I see no future, but I greatly admire the way you and your fellows have spoken out.
Totally agree!!!!
Thank you for the brilliant work you’re doing.
One thing I’d say is that in general antisemitism on the ‘left’ is fundamentally different to antisemitism on the ‘right’.
Unfortunately nowadays we tend to almost exclusively focus on the receivers of messages not the communicators. But the motivations and rationale of the communicators is absolutely essential to understand the ‘wrong’.
Antisemitism on the ‘left’ is overwhelmingly driven by outrage in response to Israel’s actions against the Palestinians going back decades and thousands of Palestinian lives, all of which have culminated in recent events with Israel now formerly being investigated for genocide.
Antisemitism on the ‘right’ is overwhelmingly driven by white supremacy, and in the case of these Christian fundamentalist groups, Christian Zionism that is seeking to return Jewish people to Israel to trigger the second coming of Christ (I wish I was making this up!).

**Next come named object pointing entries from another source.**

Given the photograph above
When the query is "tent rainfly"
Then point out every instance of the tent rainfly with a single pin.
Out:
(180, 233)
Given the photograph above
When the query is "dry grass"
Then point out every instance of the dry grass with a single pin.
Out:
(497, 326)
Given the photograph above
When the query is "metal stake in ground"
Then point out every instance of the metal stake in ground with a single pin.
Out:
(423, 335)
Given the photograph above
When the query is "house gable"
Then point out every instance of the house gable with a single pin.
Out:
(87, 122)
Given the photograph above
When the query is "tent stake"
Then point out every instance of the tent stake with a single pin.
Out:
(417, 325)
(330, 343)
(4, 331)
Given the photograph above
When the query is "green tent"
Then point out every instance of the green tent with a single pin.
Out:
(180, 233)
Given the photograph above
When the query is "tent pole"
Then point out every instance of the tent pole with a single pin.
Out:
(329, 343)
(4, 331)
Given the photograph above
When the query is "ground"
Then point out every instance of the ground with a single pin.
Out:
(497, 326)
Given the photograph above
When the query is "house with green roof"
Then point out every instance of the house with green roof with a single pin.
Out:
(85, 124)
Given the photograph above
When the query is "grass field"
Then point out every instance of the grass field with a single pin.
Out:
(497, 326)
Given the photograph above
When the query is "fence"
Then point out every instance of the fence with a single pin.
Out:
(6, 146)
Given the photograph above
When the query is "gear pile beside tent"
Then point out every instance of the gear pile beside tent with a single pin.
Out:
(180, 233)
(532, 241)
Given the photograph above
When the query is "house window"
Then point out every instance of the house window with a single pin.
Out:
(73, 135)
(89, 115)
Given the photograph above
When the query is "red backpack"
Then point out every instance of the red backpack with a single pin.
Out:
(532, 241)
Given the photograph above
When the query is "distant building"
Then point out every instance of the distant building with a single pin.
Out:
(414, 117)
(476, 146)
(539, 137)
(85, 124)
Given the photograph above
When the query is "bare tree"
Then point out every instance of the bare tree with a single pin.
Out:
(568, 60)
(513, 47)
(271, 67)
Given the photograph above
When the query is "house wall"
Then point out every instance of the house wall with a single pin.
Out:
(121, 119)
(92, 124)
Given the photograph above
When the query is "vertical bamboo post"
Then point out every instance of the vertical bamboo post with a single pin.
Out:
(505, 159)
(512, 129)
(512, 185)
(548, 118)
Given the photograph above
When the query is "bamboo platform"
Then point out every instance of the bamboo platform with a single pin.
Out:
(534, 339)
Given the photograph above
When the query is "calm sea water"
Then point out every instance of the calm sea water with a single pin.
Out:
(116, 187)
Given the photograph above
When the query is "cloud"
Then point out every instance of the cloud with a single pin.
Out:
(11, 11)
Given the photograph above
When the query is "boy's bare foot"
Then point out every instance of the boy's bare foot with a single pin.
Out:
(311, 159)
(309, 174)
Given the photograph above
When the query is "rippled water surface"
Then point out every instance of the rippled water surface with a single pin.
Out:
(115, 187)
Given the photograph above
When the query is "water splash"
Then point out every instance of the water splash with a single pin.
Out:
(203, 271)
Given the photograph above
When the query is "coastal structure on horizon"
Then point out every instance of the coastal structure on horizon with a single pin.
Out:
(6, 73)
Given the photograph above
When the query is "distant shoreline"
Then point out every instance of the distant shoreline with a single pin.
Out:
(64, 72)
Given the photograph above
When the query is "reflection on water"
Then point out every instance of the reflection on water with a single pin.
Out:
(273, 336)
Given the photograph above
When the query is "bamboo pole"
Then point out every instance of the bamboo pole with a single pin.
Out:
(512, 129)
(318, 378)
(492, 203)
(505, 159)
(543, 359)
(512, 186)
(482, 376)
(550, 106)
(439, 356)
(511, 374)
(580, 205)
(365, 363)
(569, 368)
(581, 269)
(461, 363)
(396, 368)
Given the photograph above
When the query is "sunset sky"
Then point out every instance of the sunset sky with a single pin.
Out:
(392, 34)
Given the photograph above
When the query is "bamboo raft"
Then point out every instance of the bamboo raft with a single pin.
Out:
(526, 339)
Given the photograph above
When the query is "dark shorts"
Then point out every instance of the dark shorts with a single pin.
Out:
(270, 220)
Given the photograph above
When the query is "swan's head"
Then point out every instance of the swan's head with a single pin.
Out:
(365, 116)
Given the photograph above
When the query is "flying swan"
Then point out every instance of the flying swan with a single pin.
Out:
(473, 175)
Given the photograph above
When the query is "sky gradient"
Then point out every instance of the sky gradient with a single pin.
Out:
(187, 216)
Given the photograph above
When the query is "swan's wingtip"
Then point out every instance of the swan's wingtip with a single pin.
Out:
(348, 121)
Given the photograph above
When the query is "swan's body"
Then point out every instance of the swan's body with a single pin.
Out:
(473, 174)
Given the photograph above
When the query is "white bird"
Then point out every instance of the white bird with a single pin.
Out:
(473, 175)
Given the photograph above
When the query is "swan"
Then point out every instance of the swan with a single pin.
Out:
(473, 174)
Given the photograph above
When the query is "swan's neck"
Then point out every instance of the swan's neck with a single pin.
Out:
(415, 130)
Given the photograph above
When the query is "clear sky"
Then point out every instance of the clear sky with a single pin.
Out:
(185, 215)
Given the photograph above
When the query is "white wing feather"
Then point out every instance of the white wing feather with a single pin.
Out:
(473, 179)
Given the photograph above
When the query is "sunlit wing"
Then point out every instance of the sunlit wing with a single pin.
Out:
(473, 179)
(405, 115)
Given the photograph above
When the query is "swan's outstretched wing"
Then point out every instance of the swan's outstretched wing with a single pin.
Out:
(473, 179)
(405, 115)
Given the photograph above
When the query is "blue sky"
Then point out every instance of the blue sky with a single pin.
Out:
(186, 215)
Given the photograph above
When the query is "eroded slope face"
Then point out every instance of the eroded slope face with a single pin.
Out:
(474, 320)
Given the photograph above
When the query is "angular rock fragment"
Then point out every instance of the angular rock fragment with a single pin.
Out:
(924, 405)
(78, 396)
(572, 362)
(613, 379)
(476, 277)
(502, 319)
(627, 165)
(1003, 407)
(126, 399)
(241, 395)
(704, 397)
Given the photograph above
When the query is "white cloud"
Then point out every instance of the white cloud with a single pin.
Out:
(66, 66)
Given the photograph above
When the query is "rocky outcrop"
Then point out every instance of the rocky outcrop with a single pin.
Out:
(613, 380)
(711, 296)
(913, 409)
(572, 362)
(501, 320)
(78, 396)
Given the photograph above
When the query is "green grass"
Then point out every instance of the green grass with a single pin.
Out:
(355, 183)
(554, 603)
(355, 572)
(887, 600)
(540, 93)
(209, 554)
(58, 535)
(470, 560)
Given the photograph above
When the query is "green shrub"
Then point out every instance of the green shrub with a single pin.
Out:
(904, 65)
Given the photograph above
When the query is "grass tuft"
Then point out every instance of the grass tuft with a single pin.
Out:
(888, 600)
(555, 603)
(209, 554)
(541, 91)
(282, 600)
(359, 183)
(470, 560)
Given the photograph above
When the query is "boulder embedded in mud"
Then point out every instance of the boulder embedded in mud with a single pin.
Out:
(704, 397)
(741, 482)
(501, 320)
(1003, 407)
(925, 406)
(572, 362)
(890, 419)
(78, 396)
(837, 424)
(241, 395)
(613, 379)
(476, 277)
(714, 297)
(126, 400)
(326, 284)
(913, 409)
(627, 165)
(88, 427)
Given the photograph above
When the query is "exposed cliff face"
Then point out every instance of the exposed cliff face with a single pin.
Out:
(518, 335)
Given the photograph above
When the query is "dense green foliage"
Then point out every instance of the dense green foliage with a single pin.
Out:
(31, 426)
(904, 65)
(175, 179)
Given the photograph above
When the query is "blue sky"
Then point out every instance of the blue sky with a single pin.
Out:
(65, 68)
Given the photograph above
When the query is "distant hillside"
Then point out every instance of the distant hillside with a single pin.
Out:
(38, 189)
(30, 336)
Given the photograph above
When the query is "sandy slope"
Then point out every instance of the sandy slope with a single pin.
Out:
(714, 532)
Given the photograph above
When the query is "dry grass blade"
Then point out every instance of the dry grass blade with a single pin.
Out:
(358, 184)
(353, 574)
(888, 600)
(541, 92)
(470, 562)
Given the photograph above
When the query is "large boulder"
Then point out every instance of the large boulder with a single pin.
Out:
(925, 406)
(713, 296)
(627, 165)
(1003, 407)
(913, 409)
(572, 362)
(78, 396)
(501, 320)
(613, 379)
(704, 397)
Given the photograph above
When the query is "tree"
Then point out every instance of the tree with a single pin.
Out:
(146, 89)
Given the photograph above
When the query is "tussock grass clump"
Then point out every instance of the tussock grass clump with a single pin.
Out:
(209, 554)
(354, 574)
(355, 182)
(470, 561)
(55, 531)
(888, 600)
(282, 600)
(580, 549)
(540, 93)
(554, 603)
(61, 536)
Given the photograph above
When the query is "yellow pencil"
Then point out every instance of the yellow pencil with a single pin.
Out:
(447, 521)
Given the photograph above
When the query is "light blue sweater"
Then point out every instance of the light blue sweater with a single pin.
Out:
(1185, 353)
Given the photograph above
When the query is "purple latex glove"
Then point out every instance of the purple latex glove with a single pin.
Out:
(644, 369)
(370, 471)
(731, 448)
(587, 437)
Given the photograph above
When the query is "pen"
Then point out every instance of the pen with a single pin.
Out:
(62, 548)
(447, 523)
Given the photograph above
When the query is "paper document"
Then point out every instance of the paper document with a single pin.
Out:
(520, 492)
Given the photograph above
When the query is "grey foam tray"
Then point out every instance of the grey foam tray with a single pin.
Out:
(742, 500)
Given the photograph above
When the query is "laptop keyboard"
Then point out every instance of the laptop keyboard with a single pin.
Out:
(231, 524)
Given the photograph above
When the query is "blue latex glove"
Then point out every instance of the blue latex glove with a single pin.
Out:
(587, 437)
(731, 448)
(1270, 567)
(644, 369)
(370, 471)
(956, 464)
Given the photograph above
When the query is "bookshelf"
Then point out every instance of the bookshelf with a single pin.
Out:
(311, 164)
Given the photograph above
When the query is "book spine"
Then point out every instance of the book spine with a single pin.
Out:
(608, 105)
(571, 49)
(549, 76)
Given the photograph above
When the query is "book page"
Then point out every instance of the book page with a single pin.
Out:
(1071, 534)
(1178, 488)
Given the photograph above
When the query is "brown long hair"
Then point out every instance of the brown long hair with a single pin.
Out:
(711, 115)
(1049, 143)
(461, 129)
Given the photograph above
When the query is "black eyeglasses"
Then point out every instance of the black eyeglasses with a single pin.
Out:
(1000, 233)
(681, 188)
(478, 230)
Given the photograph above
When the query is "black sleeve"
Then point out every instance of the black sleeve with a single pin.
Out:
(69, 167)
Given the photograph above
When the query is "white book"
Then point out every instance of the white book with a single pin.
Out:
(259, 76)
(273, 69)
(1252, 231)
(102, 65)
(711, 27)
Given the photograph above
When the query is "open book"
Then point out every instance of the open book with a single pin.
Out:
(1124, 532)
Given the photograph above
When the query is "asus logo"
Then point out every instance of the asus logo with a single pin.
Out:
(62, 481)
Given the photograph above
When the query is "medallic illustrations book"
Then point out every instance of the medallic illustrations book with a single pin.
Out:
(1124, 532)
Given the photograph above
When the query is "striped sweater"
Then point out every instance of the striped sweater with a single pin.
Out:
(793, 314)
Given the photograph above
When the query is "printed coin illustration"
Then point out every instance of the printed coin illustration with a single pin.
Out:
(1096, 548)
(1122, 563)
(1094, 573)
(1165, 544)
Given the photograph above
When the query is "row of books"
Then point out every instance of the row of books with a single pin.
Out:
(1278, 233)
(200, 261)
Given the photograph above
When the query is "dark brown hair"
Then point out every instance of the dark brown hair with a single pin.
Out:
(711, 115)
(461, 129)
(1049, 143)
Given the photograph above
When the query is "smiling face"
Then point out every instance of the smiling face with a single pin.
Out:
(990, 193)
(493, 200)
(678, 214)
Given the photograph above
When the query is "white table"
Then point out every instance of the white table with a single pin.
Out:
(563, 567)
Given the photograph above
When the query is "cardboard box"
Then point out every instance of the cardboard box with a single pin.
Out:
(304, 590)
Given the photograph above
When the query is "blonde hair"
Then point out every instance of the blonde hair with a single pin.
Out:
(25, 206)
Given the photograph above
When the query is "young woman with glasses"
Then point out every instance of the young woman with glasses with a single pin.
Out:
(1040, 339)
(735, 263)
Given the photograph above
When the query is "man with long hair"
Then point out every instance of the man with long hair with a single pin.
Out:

You simply cannot compare the two.
I get what you are saying. I have a sister who is a fundamental Christian, and, yes, she believes all that guff about the second coming, which increasingly allows her to say racist things about all Muslims.
I might have misunderstood your comment about antisemitism on the ‘left’. I don’t think that the left’s outrage against Israel’s actions is driven by antisemitism. It is driven my a belief that the state of Israel is, and has been for many years, committing unjustified crimes against Palestinians. There are many Jewish people who believe this too. The Christian lobby described in the article is enormous and powerful, and a danger to world peace.
Sorry I should have clarified.
Antisemitism on the ‘left’ is similar to attitudes on the ‘left’ to South Africa in the 1980s.
People didn’t say nice things about South Africa. And people might not say nice things about Israel or Zionism or even, in a misguided way, Jewish people.
When it comes to an emotional response to awful events people can be forgiven for not choosing their words more carefully.
It doesn’t necessarily make them antisemitic. It just makes them angry. In a large protest against Israel’s actions there’s bound to be people who either deliberately or by accident say terrible things. That doesn’t delegitimise the protests or even the people saying the terrible things.
“Why” are they saying the terrible things?
This is the point I made about understanding the motivations and rationale of the person making the communication.
Antisemitism is never justified, no matter what “drives” it. If someone who self-identified as left said their antisemitism was justified because of Israel’s actions I would say you are not on the left at all. Any position which applies discrimination or hatred towards a person for what they are, as opposed to say their actions or ideology is unacceptable. That is what antisemitism does. Being Jewish is made the crime. Even blaming all Israelis for the actions of their state is going way too far, like blaming (and currently punishing) all Palestinians for Hamas’s actions and ideology. So while antisemitism may be dressed up in different ideological frames it remains antisemitism and is unambiguously unacceptable in itself. So it is not that you can’t compare the two, it’s that you can’t separate the two.